The tower that was my marriage looked, from the outside, like a life. It had a house, a family, and a version of stability. And when I did notice cracks, I quickly dismissed them and launched an expert PR campaign that worked not only on others, but on myself as well. That tower was never load-bearing the way I wanted it to be, though. It was collapsing, brick by brick, long before the lightning of my leaving brought the whole thing down in a way everyone could see it clearly.
And when it fell—when I actually left—I lost the entirety of the life I’d spent my whole adulthood building. I married in my early 20’s and divorced in my late 30’s. That’s a lot of life to lose. But I didn’t lose everything, and I got so much back! I reconnected with my family. I found my old friends again, despite having drifted apart over the years as I became increasingly more isolated. And I started creating again. I cried the first time I sat down at my parents’ baby grand and realized my fingers knew exactly what they were doing still. When I sang at full voice and choked from emotion, my body opened the flood gates and allowed hope to pour out again, at last. Writing began calling to me not long after, because I finally had room in my body and my life to make something new, instead of just enduring.
I don’t think it’s a coincidence that these towers led me back to writing. Past ones have as well. I think that’s what towers do, if we let them. They don’t destroy us; they destroy the structure that was already quietly costing us our lives, whether that structure is marriage, a body with its own set of challenges, or something else. And in the falling, in the rubble, we suddenly find room for something that couldn’t exist while the old structure was still standing.
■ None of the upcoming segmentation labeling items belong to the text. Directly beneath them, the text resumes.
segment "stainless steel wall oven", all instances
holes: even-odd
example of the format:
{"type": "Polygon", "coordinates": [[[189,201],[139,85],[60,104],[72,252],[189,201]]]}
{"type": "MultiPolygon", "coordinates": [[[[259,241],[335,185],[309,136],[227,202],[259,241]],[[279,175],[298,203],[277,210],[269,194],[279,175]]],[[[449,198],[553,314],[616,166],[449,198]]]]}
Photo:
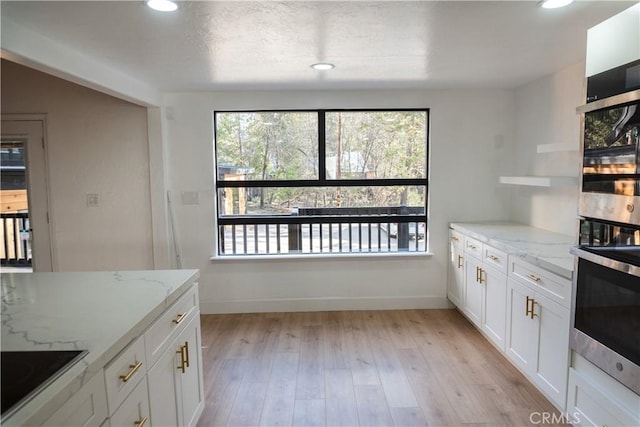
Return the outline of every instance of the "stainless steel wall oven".
{"type": "Polygon", "coordinates": [[[640,394],[640,60],[587,79],[571,348],[640,394]]]}
{"type": "Polygon", "coordinates": [[[579,206],[583,217],[640,223],[639,88],[640,60],[587,81],[587,92],[597,100],[578,109],[584,113],[579,206]],[[599,92],[593,93],[593,86],[599,92]],[[620,93],[621,88],[633,90],[620,93]]]}
{"type": "Polygon", "coordinates": [[[640,393],[640,227],[583,219],[571,347],[640,393]]]}

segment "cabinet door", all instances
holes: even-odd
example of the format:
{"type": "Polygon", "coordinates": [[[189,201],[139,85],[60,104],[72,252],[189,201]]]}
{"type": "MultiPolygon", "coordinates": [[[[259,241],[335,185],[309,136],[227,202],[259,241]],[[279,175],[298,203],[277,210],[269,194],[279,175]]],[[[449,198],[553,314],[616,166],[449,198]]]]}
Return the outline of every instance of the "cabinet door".
{"type": "Polygon", "coordinates": [[[449,276],[447,281],[447,296],[459,309],[463,308],[464,291],[464,256],[462,250],[451,244],[449,250],[449,276]]]}
{"type": "Polygon", "coordinates": [[[149,419],[149,393],[147,382],[140,381],[127,396],[118,410],[111,416],[111,427],[143,426],[148,425],[149,419]]]}
{"type": "Polygon", "coordinates": [[[538,323],[527,314],[534,292],[513,279],[507,280],[506,353],[527,375],[532,375],[535,363],[538,323]]]}
{"type": "Polygon", "coordinates": [[[484,285],[480,283],[482,264],[473,257],[465,260],[464,313],[479,328],[482,327],[484,285]]]}
{"type": "Polygon", "coordinates": [[[45,421],[44,425],[97,427],[108,415],[104,375],[98,372],[45,421]]]}
{"type": "Polygon", "coordinates": [[[507,317],[507,276],[494,268],[483,267],[485,288],[482,331],[504,351],[507,317]]]}
{"type": "Polygon", "coordinates": [[[177,344],[184,349],[185,362],[188,361],[184,372],[176,370],[181,388],[183,422],[185,426],[195,426],[204,409],[200,312],[180,334],[177,344]]]}
{"type": "Polygon", "coordinates": [[[569,309],[536,292],[539,323],[534,382],[560,408],[565,407],[569,369],[569,309]]]}
{"type": "Polygon", "coordinates": [[[149,406],[151,424],[155,426],[177,426],[181,423],[176,396],[176,372],[180,365],[177,346],[169,345],[156,364],[147,373],[149,383],[149,406]]]}

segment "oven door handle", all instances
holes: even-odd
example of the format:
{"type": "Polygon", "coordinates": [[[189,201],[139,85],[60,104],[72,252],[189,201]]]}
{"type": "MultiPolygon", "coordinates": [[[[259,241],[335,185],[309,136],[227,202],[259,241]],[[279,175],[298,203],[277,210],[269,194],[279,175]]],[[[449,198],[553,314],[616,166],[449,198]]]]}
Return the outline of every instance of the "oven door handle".
{"type": "Polygon", "coordinates": [[[586,259],[587,261],[591,261],[604,267],[618,270],[625,274],[631,274],[632,276],[640,277],[640,267],[638,267],[637,265],[628,264],[626,262],[607,258],[602,255],[597,255],[593,252],[585,251],[584,249],[580,249],[578,247],[572,247],[570,252],[573,255],[586,259]]]}

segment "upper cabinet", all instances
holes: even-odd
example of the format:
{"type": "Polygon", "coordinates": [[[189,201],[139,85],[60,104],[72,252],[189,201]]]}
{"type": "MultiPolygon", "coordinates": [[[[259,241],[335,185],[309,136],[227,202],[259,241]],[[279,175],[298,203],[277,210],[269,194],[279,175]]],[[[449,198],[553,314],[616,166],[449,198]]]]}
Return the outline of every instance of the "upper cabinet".
{"type": "Polygon", "coordinates": [[[585,76],[640,59],[640,3],[587,31],[585,76]]]}

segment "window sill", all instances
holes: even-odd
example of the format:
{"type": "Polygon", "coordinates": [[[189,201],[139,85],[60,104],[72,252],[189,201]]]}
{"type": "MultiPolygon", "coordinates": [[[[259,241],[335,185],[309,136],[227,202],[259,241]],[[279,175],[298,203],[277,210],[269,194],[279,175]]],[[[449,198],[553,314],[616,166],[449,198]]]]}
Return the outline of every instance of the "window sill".
{"type": "Polygon", "coordinates": [[[292,255],[231,255],[231,256],[212,256],[212,262],[231,262],[231,261],[291,261],[291,260],[366,260],[375,259],[380,261],[381,258],[399,259],[399,258],[431,258],[433,252],[395,252],[395,253],[322,253],[322,254],[292,254],[292,255]]]}

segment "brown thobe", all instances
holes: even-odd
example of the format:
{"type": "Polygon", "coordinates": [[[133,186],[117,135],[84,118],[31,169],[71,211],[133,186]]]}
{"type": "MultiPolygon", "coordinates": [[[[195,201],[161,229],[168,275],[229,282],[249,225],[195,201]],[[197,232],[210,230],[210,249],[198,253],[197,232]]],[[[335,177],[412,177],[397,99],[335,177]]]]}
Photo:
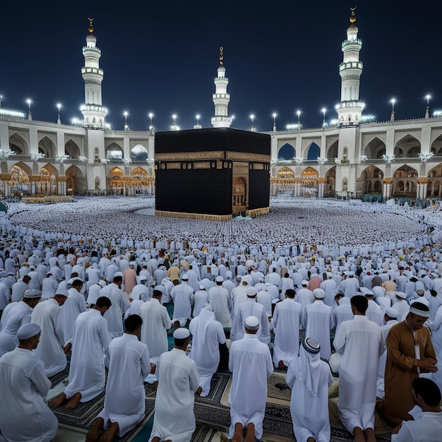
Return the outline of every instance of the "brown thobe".
{"type": "Polygon", "coordinates": [[[414,345],[419,344],[420,359],[436,359],[430,332],[426,327],[416,330],[416,337],[407,322],[393,325],[387,336],[387,362],[386,365],[386,395],[378,405],[379,411],[392,423],[412,419],[408,412],[414,406],[412,383],[418,377],[414,345]]]}

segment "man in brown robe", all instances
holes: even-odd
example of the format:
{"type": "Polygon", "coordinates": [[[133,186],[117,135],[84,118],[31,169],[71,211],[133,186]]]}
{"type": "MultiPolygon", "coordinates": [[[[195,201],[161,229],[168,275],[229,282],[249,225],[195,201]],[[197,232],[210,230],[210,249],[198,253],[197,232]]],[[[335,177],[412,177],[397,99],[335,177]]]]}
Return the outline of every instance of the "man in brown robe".
{"type": "Polygon", "coordinates": [[[437,371],[430,332],[424,323],[429,309],[420,302],[411,306],[405,321],[393,325],[387,336],[386,395],[377,404],[378,411],[392,424],[412,419],[414,406],[412,383],[419,373],[437,371]]]}

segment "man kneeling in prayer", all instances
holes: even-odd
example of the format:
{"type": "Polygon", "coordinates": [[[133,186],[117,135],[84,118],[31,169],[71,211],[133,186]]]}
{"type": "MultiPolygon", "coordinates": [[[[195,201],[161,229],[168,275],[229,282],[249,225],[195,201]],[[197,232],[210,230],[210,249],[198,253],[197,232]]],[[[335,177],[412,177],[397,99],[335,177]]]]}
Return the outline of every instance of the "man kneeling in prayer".
{"type": "Polygon", "coordinates": [[[142,323],[141,316],[131,315],[124,321],[123,336],[109,345],[104,408],[88,433],[87,442],[111,442],[117,434],[119,437],[126,434],[144,417],[143,382],[150,373],[155,372],[155,366],[150,362],[148,346],[138,341],[142,323]]]}

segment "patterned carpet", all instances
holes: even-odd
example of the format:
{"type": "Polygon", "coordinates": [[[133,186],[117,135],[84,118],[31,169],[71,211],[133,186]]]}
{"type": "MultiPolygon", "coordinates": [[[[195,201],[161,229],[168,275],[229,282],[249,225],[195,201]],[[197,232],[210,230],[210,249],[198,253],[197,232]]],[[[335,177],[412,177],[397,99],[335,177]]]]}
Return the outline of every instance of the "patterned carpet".
{"type": "MultiPolygon", "coordinates": [[[[63,376],[61,376],[60,378],[63,376]]],[[[268,398],[264,418],[263,441],[288,442],[294,440],[290,416],[291,390],[285,381],[285,374],[275,371],[268,383],[268,398]]],[[[194,442],[227,441],[230,424],[228,403],[231,375],[217,373],[213,376],[208,396],[197,397],[195,415],[197,427],[192,441],[194,442]]],[[[143,422],[132,431],[118,439],[119,442],[145,442],[150,434],[153,420],[155,393],[153,386],[145,384],[146,416],[143,422]]],[[[342,426],[338,414],[338,381],[335,380],[329,390],[329,412],[332,441],[352,441],[353,438],[342,426]]],[[[104,393],[95,399],[80,404],[76,410],[67,412],[63,408],[53,409],[60,426],[76,431],[87,432],[104,405],[104,393]]],[[[390,440],[390,429],[376,415],[376,439],[380,442],[390,440]]]]}

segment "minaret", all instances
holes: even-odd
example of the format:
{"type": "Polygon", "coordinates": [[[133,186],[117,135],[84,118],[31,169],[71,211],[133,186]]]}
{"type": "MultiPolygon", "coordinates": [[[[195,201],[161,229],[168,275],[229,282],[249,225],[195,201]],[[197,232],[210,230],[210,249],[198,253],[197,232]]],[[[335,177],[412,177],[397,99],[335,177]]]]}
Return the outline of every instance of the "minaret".
{"type": "Polygon", "coordinates": [[[89,18],[89,35],[86,37],[86,46],[83,48],[85,66],[81,68],[81,75],[85,80],[85,104],[81,106],[80,110],[85,128],[104,129],[107,109],[102,106],[103,70],[100,68],[99,64],[101,50],[97,47],[97,38],[92,34],[92,20],[93,18],[89,18]]]}
{"type": "Polygon", "coordinates": [[[212,95],[215,104],[215,117],[211,119],[213,127],[230,127],[232,118],[228,114],[230,95],[227,93],[229,78],[226,75],[226,68],[223,66],[223,49],[220,48],[220,66],[218,66],[217,76],[215,79],[215,93],[212,95]]]}
{"type": "Polygon", "coordinates": [[[359,51],[362,41],[357,37],[354,8],[350,8],[351,25],[347,30],[347,40],[342,42],[344,59],[339,65],[341,76],[341,102],[336,107],[340,126],[359,124],[365,104],[359,101],[359,83],[362,73],[362,62],[359,51]]]}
I’ve fallen enough times now to recognize what’s happening, even when I’m in it. I know the disorientation. I know the grief that arrives before the rest has a chance to. But I also know that the falling is only the beginning. I’ve watched myself rebuild before, and I have the confidence to know I can do it again. That doesn’t make it painless by any stretch of the imagination, but I think the trusting of the process makes the rebuilding even more satisfying each time. I’m even able to find some excitement in the anticipation of what’s being created in the newly-cleared space.
When Stars Disappear is, in its own way, built out of both of my most recent towers. The marriage had to fall so I could write again, and the health crisis fell slowly enough to hand me the space to finally publish it as part of the rebuilding.
If you’re in the middle of your own tower moment right now like I am, I don’t have a tidy lesson for you. I don’t think towers work that way. There’s no short cut around the falling, and if you’re still looking for the ground, all I can say with certainty is that it is coming, and you will survive the landing. You don’t have to know yet what will grow from that rubble, and you’re allowed to still be in the falling part. It takes as long as it takes. So does the rebuilding.
What’s a tower moment that cleared the way for something beautiful in your life? I’d love to hear about it, if you’re willing to share.